Méfiez-vous, vous êtes filmé! Rassurez-vous, vous êtes filmé!
Qu’elles effraient ou qu’elles rassurent, les caméras se
multiplient comme des lapins dans les villes et villages du
pays. En collaboration avec la Ligue des droits humains
(LDH), Le Vif et Le Soir ont voulu savoir à quel point. Une enquête
inédite…
…qui a nécessité d’innombrables demandes de renseignements auprès
des communes et des zones de police, afin d’obtenir le nombre et le
type de caméras installées sur le territoire, le nom des
fournisseurs et l’analyse d’incidence sur la vie privée (une
obligation légale). Si toutes ces données sont censées être
publiques, dans de très nombreux cas, les pouvoirs publics ont
refusé la transparence, ou n’ont fini par envoyer ces données que
contraintes et forcées, parfois au terme d’un recours à la Cada
(Commission d’accès aux documents administratifs).
Selon notre enquête, pas moins de
0
caméras quadrillent la Wallonie et Bruxelles.
Nos recherches ont permis de déterminer si des caméras étaient présentes ou non dans 266 communes en Wallonie et à Bruxelles, soit...
84,7% des communes ont répondu (ou fini par répondre)

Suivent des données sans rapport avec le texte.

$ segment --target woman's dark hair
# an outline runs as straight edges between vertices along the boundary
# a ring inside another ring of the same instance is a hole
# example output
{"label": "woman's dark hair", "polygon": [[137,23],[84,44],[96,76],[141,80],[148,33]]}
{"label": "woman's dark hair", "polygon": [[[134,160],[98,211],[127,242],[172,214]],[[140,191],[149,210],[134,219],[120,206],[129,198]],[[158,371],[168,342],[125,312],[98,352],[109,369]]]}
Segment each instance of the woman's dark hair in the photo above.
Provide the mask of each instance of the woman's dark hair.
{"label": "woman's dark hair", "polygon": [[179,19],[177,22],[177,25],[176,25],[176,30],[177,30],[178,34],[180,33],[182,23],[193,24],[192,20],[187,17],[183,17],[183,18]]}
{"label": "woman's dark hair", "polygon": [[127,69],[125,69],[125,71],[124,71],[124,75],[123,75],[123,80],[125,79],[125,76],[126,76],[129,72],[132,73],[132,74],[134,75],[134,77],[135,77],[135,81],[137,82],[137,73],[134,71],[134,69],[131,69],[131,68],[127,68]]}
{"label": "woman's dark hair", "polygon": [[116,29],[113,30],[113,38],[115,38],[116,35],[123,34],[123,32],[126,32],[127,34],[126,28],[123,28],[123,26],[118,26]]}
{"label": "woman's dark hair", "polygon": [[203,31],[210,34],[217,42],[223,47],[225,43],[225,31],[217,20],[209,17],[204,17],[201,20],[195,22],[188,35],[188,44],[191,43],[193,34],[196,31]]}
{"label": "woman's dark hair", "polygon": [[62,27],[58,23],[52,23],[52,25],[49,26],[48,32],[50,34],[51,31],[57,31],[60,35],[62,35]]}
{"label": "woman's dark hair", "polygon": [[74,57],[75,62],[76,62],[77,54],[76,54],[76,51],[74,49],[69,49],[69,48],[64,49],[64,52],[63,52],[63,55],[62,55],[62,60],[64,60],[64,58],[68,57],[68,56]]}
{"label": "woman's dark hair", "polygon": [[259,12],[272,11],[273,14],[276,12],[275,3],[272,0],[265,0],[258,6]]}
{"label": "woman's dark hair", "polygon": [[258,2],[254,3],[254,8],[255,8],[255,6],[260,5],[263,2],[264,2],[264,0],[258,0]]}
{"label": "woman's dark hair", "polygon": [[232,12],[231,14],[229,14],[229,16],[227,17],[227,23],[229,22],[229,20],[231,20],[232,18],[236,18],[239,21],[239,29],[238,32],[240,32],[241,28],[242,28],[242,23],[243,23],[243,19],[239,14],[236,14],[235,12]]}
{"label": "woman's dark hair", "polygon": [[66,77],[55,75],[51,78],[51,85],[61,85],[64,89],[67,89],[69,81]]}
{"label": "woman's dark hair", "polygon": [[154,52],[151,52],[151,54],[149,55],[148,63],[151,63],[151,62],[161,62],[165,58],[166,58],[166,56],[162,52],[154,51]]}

à nos demandes. Les autres n'ont pas répondu ou ont refusé de le
faire, mais la présence de caméras a pu être confirmée via la zone de
police, l’analyse de documents administratifs et/ou celle des archives
de presse.
Pour 15 communes, malgré nos efforts, aucune information n’a pu être
trouvée.
A Bruxelles, toutes les communes sont équipées, en Wallonie plus de trois sur quatre également. Il peut s’agir de caméras fixes, mobiles (détenues par l’entité ou par la zone de police), factices ou ANPR (reconnaissance automatique des plaques d’immatriculation).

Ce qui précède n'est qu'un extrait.